I have a love/hate relationship with David Thomson’s writing. (I don’t know the man at all so there’s no reason I could have a love/hate relationship with him personally.) His writing seems to me to be preoccupied with sex. Or maybe he’s occupied with sex the normal amount but he writes about it more than other film critics. It seems to take me longer to read his books than other books. Not because they’re necessarily harder to comprehend, they just hit stretches that fail to keep my attention. I’ve been reading Thomson’s The Big Screen off and on for over a year. Inevitably, after I pick it back up, I hit a patch that opens a newly discovered subject for me or gives a rich insight into something about which I thought I was completely conversant.
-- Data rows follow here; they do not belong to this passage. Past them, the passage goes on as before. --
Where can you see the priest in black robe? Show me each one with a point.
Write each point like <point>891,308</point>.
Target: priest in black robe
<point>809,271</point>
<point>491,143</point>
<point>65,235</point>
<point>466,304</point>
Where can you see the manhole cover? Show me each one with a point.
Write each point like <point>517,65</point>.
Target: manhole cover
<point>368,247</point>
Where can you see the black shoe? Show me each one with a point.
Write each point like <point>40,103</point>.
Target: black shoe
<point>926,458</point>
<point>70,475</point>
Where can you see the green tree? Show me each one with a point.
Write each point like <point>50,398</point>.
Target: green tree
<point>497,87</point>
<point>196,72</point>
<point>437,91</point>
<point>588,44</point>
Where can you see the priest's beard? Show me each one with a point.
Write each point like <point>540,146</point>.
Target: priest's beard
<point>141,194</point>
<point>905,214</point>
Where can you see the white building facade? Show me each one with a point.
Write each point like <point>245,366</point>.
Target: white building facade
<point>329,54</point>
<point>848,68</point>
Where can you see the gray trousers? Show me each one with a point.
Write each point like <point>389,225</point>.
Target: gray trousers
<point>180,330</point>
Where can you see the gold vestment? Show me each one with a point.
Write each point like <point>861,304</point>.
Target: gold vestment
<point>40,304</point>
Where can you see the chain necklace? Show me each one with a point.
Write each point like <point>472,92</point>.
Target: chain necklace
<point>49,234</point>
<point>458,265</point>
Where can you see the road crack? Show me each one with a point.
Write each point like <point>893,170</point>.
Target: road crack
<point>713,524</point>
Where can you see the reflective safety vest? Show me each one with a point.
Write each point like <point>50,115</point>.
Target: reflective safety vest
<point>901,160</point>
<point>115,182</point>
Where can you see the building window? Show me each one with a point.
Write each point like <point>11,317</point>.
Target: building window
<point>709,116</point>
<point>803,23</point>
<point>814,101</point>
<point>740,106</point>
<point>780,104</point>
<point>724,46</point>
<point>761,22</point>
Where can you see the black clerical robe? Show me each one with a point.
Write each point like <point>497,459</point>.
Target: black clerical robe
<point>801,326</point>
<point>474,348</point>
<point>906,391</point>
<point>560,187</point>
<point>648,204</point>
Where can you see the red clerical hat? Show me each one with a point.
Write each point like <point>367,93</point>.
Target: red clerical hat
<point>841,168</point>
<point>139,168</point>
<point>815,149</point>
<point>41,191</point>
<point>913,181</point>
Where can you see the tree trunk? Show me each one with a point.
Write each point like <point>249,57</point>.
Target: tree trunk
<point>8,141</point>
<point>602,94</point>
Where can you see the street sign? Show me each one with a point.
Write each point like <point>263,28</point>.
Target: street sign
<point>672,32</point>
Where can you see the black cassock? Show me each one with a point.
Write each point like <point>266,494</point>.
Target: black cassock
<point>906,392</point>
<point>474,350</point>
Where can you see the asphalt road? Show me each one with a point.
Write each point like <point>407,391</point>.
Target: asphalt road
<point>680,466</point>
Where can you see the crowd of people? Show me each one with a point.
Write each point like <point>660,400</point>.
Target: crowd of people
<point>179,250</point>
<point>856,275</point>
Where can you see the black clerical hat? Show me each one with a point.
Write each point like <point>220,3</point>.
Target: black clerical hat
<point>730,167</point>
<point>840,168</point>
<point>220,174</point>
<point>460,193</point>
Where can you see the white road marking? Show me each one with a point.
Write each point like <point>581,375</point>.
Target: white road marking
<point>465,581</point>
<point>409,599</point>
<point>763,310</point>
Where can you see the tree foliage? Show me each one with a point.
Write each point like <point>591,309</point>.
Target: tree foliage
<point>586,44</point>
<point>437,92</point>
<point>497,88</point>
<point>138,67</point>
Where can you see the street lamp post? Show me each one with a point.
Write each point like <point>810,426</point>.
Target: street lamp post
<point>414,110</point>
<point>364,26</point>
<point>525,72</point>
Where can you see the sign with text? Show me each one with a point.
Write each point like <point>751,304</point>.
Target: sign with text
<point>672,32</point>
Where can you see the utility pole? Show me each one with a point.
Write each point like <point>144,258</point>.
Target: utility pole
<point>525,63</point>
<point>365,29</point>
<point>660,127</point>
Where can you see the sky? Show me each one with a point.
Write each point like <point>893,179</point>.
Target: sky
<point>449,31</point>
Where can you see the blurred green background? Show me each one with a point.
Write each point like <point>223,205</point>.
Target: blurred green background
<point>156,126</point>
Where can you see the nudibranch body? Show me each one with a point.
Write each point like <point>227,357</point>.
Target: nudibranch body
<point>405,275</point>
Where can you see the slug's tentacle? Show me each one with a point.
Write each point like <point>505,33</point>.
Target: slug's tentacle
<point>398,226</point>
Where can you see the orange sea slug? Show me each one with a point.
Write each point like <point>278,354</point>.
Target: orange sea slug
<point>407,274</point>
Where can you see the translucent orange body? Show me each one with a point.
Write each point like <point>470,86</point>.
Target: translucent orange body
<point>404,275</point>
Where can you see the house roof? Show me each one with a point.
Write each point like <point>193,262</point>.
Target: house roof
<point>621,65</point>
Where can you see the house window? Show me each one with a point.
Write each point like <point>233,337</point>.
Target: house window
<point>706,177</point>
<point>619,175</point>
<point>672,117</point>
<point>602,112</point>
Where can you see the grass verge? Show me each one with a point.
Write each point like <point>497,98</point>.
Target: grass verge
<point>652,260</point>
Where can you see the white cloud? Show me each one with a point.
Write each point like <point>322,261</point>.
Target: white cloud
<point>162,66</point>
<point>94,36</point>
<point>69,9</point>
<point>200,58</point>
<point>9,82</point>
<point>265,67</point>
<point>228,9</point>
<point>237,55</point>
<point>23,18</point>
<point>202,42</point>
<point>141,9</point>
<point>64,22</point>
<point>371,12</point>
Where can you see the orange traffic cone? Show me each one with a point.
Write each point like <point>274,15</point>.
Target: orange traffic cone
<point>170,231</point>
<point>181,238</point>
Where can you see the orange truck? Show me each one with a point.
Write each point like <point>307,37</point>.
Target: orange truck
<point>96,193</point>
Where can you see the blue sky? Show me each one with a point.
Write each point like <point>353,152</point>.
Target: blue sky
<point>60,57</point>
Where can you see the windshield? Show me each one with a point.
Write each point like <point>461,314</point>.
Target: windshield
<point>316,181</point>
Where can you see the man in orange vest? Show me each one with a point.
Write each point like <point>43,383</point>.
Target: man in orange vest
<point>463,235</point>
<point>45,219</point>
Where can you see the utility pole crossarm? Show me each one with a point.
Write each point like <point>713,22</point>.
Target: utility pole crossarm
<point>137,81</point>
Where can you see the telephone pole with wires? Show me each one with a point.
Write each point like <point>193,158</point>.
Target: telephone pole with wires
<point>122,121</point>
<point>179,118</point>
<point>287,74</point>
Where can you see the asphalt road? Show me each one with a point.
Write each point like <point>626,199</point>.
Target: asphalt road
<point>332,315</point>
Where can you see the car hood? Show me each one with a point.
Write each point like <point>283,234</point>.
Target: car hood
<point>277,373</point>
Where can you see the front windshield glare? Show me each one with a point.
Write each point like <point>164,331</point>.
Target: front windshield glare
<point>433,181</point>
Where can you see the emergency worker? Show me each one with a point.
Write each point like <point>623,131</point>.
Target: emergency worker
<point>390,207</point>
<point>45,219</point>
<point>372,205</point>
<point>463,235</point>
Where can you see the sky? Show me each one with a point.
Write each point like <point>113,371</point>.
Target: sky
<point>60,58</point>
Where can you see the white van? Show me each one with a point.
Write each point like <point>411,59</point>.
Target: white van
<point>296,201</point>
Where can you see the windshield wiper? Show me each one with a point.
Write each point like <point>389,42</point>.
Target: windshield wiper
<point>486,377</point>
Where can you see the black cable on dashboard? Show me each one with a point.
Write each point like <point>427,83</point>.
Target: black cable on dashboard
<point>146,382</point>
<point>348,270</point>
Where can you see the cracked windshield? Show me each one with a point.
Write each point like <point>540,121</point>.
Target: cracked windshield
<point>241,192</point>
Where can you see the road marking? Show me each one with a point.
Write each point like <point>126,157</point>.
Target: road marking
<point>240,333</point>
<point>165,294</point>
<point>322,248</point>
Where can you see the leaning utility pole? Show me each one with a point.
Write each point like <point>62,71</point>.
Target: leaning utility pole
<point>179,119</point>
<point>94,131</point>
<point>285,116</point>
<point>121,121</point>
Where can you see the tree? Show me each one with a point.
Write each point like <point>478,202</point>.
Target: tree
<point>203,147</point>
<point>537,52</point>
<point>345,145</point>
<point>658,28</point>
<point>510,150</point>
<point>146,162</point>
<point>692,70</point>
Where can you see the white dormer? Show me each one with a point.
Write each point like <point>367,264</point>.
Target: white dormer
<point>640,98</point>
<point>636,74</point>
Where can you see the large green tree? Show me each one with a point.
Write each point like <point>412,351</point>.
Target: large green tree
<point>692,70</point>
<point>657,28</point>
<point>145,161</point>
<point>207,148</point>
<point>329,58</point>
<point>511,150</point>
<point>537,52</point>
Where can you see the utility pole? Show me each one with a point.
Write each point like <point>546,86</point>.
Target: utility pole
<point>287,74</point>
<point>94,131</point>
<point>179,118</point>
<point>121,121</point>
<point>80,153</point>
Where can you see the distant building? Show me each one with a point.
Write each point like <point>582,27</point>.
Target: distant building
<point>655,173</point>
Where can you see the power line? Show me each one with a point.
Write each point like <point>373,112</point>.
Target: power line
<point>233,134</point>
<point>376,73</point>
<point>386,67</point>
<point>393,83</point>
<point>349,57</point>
Shortly after this past Christmas, I wandered into Barnes & Noble with a gift card I’d received in my stocking. I walked out with Thomson’s How To Watch A Movie — knowing full well that it would be more (and less) than advertised. The book is a collection of meditations (a little over a dozen) on the elements that make up a movie – and therefore shape the movie watching experience. Compared to previous experiences with his work this book is short and to the point. My copy is full of notes in the margin and lists of films scribbled on the flyleaf that I must see.
Just when I think Thomson will lose me again, he comes up with a line like this:
One might as well, in considering how to watch a movie, recognize the extent to which public life in America has itself become an untidy, unrated motion picture that has a captive but disenchanted audience. – How To Watch A Movie, David Thomson
A disenchanted audience, indeed. It may be more my problem than Thomson’s.